Grail Gets FDA OK for Study of Cancer Blood Test

Grail LLC announced that it secured US regulatory approval for a study of its Galleri multicancer early detection test in people enrolled in Medicare, a research project intended to see how well this product works in an older population.

More specifically, the Centers for Medicare and Medicaid Services (CMS) and US Food and Drug Administration (FDA) approved an Investigational Device Exemption study to determine whether the Galleri blood test can reduce late-stage cancer diagnoses for cancers that don’t have traditional screening approaches.

Getting FDA approval for this study is part of Grail’s ongoing work to try to secure the agency’s endorsement for Galleri, which can detect more than 50 types of cancer. The blood test, which has been sold in the US since 2021, is not currently FDA approved, but Grail is hoping that interim data from its study will help the test secure premarketing authorization from the FDA.

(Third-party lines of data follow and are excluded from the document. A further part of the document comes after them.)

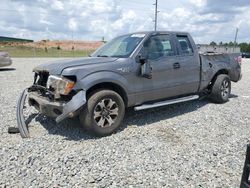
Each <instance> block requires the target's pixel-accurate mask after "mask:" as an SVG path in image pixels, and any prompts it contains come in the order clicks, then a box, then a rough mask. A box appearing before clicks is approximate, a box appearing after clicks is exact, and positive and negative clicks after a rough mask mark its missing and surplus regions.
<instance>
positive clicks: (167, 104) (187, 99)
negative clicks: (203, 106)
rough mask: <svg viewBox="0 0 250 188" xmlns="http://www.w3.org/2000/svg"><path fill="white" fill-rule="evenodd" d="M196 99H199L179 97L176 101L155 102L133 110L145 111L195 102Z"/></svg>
mask: <svg viewBox="0 0 250 188" xmlns="http://www.w3.org/2000/svg"><path fill="white" fill-rule="evenodd" d="M198 98H199V95H191V96H187V97H181V98H177V99H171V100H166V101H161V102H157V103H153V104H143V105H141V106H136V107H134V110H135V111H139V110H145V109H149V108H156V107H160V106H166V105H170V104H175V103H181V102H186V101H192V100H195V99H198Z"/></svg>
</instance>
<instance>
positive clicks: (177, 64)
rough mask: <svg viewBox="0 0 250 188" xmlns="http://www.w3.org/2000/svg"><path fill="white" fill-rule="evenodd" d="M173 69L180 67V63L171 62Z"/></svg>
mask: <svg viewBox="0 0 250 188" xmlns="http://www.w3.org/2000/svg"><path fill="white" fill-rule="evenodd" d="M173 67H174V69H179V68H180V67H181V65H180V63H178V62H177V63H174V64H173Z"/></svg>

Receiving premarketing authorization — the most stringent process the FDA uses to evaluate the safety and effectiveness of a class III medical device — could qualify the blood test for coverage under Medicare. That means Medicare would pay for the Galleri test as well as related services, an important shift given that few health insurers have been willing to pay for the test, which has a list price of $949.

The study will track outcomes in as many as 50,000 Medicare beneficiaries who will receive annual Galleri tests alongside routine medical care compared with a matched group who will only receive usual care. Participants will include individuals from racial and ethnic minorities, and seniors from historically underserved communities. Overall, the company will assess whether the blood test can catch cancers earlier when they are less advanced and decrease the use of healthcare resources.

The current study will add to the existing data on Galleri from the NHS-Galleri trial and the PATHFINDER 2 Study, which also received Investigational Device Exemptions.

“We expect that the data collected from the Galleri-Medicare study will add to the growing body of evidence that [multicancer early detection] has the potential to change the future of cancer detection as we know it,” said Josh Ofman, MD, MSHS, Grail’s president, in a press release.